Studies conducted in the 1990’s on the longevity of dental restorations had similar results to the present study. It was observed that secondary caries was the reason for replacement in 33–65% of failed resin-composite restorations. Studies published later reported similar rates: 25%, 38%, 52%, 58%, and 88%. The lack of standardized diagnostic criteria for marginal failure could cause over-registration of secondary caries. The current study shows the association of age and survival rate of restorations to be significant. Lower survival rates were seen in the younger age group. Similar results were seen in the study conducted by Hawthorne and Smales indicated that lower survival rates occurred when the restorations were placed in patients younger than 20 yrs. of age compared with those 21–40 yrs. of age reported that approximal lesions progress through the enamel more slowly in young adults than in adolescents, and according to CARLOS & GITTELSOHN, caries-attack rates may reach a peak from 2 to 4 yrs. following eruption. Longevity of dental restorations.
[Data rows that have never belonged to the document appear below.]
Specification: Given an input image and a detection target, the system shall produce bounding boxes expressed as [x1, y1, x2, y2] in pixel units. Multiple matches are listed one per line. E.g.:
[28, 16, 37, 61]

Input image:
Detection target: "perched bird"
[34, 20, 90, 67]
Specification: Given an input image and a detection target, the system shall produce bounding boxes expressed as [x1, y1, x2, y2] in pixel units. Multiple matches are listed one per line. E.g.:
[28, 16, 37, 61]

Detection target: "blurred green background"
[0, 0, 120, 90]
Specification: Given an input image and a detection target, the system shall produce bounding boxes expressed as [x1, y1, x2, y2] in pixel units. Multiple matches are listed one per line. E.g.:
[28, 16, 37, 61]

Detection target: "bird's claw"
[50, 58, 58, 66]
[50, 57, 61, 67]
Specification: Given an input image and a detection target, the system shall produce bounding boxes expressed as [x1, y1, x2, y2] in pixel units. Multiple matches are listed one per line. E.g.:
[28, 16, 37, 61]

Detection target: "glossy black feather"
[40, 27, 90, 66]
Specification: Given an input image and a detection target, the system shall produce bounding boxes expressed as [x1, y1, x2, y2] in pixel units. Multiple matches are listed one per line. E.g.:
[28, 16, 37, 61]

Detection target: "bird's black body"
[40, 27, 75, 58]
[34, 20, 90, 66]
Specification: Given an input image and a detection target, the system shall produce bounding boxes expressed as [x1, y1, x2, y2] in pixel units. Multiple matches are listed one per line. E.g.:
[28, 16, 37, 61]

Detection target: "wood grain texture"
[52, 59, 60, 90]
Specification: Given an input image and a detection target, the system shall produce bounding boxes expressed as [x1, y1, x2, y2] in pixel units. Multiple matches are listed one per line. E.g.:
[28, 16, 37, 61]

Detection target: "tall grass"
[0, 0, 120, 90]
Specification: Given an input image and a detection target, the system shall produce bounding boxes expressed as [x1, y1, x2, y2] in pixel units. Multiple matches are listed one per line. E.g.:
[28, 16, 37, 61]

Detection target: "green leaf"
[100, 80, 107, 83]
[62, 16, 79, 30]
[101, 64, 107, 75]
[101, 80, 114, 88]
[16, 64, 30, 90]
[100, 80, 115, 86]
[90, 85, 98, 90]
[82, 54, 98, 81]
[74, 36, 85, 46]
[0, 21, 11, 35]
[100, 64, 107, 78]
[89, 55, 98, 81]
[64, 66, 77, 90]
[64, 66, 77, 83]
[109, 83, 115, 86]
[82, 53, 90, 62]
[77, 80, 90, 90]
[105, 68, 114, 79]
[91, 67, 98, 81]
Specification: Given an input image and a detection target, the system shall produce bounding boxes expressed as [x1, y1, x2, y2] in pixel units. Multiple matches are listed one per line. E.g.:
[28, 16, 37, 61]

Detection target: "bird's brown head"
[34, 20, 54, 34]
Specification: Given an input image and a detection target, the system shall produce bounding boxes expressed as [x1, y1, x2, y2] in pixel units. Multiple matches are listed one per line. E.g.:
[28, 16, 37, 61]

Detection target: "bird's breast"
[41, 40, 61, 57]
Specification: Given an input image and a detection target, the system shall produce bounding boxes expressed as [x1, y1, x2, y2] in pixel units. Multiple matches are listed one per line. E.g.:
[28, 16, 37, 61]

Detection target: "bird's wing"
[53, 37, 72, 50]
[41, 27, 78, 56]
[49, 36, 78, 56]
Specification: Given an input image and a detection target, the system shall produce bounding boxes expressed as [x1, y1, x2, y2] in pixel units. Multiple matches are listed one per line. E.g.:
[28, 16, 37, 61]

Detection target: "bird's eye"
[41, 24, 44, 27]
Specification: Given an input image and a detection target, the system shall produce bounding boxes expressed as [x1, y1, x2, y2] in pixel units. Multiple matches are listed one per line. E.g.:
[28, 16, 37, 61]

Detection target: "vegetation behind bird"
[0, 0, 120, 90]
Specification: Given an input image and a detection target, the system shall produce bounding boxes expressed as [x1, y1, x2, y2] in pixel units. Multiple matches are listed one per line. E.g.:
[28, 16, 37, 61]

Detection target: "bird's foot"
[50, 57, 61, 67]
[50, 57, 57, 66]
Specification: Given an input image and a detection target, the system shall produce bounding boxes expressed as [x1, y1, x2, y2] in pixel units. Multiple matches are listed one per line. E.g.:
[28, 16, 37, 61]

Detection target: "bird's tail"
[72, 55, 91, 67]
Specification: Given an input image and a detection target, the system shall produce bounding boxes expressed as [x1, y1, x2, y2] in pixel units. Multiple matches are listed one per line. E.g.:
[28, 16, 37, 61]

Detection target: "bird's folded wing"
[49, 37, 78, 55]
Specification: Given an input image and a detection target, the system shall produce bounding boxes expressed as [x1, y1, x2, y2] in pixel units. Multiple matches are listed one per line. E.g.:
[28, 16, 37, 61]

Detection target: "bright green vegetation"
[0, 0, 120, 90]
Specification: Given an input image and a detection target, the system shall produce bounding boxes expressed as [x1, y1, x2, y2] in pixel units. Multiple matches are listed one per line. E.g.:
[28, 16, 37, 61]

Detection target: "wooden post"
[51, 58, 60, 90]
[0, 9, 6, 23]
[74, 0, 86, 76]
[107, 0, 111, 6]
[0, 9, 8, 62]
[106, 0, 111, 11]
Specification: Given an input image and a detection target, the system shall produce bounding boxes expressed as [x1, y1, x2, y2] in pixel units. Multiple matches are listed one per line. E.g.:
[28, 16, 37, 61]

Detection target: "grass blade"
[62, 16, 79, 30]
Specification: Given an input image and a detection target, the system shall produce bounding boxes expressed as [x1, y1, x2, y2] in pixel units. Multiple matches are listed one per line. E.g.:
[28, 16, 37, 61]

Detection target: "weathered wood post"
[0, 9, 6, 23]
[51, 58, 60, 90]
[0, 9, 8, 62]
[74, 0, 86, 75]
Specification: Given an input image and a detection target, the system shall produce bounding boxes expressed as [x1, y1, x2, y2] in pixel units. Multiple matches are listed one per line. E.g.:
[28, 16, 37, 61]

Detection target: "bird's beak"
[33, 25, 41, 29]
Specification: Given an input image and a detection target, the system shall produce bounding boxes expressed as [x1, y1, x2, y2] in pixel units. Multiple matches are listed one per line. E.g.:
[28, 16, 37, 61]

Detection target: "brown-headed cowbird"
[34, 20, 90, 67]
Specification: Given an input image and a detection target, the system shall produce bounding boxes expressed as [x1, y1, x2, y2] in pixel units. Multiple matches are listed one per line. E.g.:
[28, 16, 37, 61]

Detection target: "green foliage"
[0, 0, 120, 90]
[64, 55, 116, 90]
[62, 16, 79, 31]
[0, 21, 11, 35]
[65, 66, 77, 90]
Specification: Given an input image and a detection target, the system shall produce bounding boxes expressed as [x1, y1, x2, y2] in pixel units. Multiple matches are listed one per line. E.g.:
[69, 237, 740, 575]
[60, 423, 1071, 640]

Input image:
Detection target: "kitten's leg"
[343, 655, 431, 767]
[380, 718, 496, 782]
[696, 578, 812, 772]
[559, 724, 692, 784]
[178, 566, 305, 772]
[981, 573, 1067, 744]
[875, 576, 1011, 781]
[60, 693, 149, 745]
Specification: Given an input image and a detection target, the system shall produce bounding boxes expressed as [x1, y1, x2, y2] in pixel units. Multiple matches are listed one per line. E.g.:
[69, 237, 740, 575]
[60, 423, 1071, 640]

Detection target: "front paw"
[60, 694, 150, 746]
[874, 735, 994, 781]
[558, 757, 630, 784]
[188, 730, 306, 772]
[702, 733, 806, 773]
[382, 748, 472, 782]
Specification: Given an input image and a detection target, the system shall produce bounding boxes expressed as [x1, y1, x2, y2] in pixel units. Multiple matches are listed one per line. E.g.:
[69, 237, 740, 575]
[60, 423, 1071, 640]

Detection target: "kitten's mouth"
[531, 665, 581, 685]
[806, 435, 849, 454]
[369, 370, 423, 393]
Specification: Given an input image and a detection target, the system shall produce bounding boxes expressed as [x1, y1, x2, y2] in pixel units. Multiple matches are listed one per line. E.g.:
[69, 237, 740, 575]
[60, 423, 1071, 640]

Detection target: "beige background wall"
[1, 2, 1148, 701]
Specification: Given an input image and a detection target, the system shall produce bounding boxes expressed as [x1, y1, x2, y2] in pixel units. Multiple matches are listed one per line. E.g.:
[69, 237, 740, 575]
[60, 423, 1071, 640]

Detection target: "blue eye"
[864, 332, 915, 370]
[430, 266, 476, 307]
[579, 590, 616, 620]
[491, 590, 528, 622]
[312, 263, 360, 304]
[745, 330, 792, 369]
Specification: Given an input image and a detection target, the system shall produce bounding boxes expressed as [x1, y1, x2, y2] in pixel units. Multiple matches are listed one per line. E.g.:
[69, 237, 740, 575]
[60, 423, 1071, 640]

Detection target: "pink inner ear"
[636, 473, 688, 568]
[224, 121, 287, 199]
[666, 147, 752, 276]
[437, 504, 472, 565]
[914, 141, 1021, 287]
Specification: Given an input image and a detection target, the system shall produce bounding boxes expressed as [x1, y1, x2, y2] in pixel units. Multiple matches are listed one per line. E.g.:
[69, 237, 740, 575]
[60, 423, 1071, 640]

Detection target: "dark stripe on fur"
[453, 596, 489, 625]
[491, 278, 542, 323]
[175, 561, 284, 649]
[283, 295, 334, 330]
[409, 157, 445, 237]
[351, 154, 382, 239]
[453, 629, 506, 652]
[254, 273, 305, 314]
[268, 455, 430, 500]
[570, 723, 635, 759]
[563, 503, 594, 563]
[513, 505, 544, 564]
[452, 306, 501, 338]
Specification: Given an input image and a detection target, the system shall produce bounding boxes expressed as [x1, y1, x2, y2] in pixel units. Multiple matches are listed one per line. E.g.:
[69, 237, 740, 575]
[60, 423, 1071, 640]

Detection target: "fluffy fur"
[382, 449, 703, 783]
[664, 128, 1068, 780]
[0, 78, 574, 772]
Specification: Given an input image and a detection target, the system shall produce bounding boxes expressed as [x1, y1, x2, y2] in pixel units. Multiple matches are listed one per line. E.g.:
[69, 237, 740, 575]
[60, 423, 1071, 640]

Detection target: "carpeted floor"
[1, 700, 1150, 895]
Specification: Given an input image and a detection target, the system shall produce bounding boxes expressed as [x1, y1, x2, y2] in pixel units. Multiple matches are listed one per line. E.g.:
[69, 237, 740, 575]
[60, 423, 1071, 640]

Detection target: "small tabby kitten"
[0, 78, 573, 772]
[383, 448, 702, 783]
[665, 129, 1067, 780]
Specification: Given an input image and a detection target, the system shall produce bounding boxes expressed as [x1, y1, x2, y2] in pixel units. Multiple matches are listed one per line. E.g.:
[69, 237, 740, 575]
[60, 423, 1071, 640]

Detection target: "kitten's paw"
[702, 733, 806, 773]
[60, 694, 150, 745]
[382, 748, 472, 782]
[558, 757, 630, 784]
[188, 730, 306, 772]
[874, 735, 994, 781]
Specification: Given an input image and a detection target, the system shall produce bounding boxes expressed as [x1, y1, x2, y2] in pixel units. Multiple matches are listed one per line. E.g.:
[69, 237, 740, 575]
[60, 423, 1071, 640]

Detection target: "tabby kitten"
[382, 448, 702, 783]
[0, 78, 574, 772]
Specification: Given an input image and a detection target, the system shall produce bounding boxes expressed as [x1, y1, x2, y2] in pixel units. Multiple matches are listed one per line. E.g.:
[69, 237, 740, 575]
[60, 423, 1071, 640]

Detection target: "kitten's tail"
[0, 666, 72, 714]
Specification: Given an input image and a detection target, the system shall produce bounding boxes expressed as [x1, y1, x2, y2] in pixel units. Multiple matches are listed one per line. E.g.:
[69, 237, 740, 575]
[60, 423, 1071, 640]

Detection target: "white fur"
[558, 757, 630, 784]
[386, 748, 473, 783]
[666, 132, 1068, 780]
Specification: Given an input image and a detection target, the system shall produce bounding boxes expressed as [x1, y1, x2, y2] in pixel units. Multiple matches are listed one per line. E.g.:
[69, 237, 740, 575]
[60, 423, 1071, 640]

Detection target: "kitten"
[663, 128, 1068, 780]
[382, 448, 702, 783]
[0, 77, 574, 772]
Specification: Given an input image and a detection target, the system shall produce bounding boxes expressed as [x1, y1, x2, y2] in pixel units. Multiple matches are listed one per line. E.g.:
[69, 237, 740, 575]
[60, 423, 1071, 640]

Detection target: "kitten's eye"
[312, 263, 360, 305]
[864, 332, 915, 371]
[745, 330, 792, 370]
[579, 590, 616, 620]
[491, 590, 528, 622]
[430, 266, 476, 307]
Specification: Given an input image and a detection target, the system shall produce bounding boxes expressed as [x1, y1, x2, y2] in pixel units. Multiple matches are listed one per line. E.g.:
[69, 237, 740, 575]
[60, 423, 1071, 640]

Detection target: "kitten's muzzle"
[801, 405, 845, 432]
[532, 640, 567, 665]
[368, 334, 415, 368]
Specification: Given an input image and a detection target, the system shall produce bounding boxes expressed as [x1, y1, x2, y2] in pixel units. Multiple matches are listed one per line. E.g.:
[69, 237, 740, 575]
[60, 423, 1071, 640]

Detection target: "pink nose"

Resin composite was and still is after the minute use of amalgam, the dominant material of choice for Class II restorations. For resin-composite restorations, secondary caries was the most common reason for replacement, and longevity was significantly greater in older patients. Resin composites performed better with traditional Class II preparations than with saucer-shaped restorations, and the risk of failure was higher in medium/deep cavities compared with shallow cavities. Limitations of the present study are assessing the shorter sample population, with no proper preoperative data [16-35]. Future studies can assess using a prospective standardized controlled trail.

Conclusion

The present study reported a high incidence of displacement in the restoration in the mesio occlusal surfaces, especially on the molars. The most common cause of dislodgement was found to be fracture and secondary caries. This study demonstrated that a wide variation of risk factors on the practice, patient, and tooth levels influences the survival of class II restorations. To provide personalized dental care, it is important to identify and record potential risk factors. Therefore, we recommend further clinical studies to include these patient risk factors in data collection and analysis.

Acknowledgements

This research was done under the supervision of the Department of Endodontics, Saveetha dental College and Hospital. We sincerely show gratitude to the corresponding guide who provided insight and expertise that greatly assisted the research.

Conflict Of Interest

There was no potential conflict of interest.

Source of Funding

Saveetha Dental College & Hospitals, Saveetha Institute of Medical and Technical Sciences, Saveetha University, India.